No-one seemed to know why the floating market on Srinagar’s Dal Lake starts before dawn, the proverbial darkest hour, a time of uneasy minds and bleak thoughts. My own first thought when the boatman came hammering at the door of our houseboat the other morning was “this is madness, leave me alone, no way! and wondered how many other potential customers regularly decided to give it a miss.
But, for me at least, there was no way back into the blankets: the Caveman was already on his feet, pointing out the importance of seizing the moment. Our youngest son held out the longest and had to be carried complete with hot water bottle and quilts to the waiting ‘shikara’ (the small rowing boats used to get around Dal Lake).
Out on the lake it was cold and dark as we huddled together under a pile of blankets. Soon, though, there was the welcome sound of tea cups and a flask being loaded: in Kashmir, you’re never more than five minutes away from a brew, either the always-welcome spicy green Kavha or the strange salty pink variety.
As the sound of thousands of morning prayers around the lake grew into a heady, hypnotic wave, it occurred to me that the floating market is perhaps timed to catch the faithful as they flood out of the mosques.
From Mr Butt’s beautiful houseboat where were staying, it took about an hour of steady rowing to reach the other side of the lake. Our quiet morning contemplations were shattered, however, when we reached the bridge at the entrance to the market and ran into a slight altercation. ‘Mr Wonderful Flower Man’, a young man for whom the word ‘groovy’ seems to cover just about every eventuality, was determined we were going to buy his wares, thrusting chrysanthemums at us and loudly seeing off all interlopers. Things only calmed down when we struck a deal for some blue rose bulbs and Himalayan poppy seeds.
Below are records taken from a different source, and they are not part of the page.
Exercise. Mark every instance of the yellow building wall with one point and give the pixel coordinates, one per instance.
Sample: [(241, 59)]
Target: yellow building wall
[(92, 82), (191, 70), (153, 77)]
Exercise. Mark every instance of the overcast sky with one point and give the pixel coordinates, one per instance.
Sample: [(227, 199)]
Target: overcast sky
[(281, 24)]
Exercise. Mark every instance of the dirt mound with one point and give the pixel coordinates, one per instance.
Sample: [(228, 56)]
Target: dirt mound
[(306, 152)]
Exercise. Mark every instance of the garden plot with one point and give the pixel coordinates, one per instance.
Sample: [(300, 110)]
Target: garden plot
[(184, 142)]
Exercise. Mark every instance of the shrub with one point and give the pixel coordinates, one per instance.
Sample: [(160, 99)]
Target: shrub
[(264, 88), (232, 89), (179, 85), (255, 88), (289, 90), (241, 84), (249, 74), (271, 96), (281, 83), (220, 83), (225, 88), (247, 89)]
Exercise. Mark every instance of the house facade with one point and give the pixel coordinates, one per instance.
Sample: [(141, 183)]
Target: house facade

We soon saw the importance of arriving early – the day’s trading is brief and brisk – in the time it took for us to sip two tiny cups of kavha, the market was over. We were the only tourists (Kashmir is slightly out of season now) so our needs – a couple of chocolate macaroons and a vase of flowers to put in the houseboat – were quickly met. The traders then bartered their modest spinach and lotus stem harvests and, as the sun started to twinkle on the water, disappeared quickly under the bridge and back to their villages.
I still don’t really know why the market has to be so early but be warned: an extra ten minutes in bed and you’ll miss it!
We saw these burqas drying in the sun as we made our back for breakfast!